Abstract
Calcium plays an essential role in myocardial contractility, excitation-contraction coupling, and vascular tone. In cardiothoracic surgery, calcium supplementation is frequently administered during weaning from cardiopulmonary bypass (CPB) and in the early postoperative period to support haemodynamics. Despite its widespread use, the evidence base underpinning this practice remains limited and inconsistent. This narrative review explores the physiological rationale for calcium supplementation in the cardiothoracic surgical population, synthesises existing experimental and clinical data, and considers potential benefits and risks relevant to contemporary intensive care practice.
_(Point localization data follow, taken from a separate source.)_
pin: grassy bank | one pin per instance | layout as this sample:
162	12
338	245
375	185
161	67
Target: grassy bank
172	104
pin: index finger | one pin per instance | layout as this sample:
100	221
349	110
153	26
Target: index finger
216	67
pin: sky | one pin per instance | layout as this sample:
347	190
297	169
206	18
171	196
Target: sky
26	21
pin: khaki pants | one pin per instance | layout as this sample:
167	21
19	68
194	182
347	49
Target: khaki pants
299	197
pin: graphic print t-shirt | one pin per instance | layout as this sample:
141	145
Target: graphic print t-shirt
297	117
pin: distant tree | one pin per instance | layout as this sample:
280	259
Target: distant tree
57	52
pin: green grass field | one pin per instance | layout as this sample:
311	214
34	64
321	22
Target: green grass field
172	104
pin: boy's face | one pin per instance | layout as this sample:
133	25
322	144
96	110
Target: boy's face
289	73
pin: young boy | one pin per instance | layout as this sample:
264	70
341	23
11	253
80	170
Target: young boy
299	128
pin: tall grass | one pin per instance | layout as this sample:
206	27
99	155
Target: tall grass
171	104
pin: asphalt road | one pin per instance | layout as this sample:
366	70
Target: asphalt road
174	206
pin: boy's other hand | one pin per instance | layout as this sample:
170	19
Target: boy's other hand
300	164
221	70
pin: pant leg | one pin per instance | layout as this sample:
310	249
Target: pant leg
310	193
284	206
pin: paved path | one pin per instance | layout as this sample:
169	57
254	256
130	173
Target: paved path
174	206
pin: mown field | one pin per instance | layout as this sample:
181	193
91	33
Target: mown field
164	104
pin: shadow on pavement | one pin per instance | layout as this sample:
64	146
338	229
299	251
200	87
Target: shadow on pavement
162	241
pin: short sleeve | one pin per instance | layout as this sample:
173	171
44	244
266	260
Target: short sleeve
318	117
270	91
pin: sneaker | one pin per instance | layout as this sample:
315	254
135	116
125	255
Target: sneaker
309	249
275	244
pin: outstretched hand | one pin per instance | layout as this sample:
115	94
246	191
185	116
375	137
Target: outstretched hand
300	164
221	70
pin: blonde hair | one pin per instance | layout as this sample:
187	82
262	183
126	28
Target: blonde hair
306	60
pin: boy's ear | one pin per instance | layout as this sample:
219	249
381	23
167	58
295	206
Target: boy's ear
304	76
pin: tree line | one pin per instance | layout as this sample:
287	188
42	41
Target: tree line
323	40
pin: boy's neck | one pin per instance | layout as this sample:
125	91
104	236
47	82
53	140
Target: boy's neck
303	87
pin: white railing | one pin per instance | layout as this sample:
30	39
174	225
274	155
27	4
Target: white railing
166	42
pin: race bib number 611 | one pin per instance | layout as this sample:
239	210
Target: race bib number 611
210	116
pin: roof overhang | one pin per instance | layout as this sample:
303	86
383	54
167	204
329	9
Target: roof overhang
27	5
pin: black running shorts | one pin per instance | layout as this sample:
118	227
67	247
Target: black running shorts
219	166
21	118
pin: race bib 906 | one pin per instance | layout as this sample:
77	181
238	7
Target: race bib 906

Animal models suggest that calcium desensitisation contributes to myocardial dysfunction following hypothermic circulatory arrest, with supplementation theoretically improving contractility. In human studies, calcium administration during CPB weaning or in the immediate post-CPB period has been associated with transient increases in mean arterial pressure, systemic vascular resistance and left ventricular stroke work index. However, these effects are short-lived and data beyond the early postoperative phase remains limited.
Potential risks of calcium supplementation include exacerbation of ischaemia-reperfusion injury, arrhythmogenesis, graft vasospasm, and tissue injury related to extravasation. The absence of specific guideline recommendations, in contrast to established consensus for vasopressor therapy, likely contributes to international variability in practice. Most studies are small, dated, or proof-of-concept and no high-quality randomised controlled trials have examined patient-centred outcomes such as vasopressor duration, organ dysfunction, or length of stay. Further multicentre observational and target-trial emulation studies are warranted to clarify the role of ionised calcium use in contemporary perioperative and intensive care practice.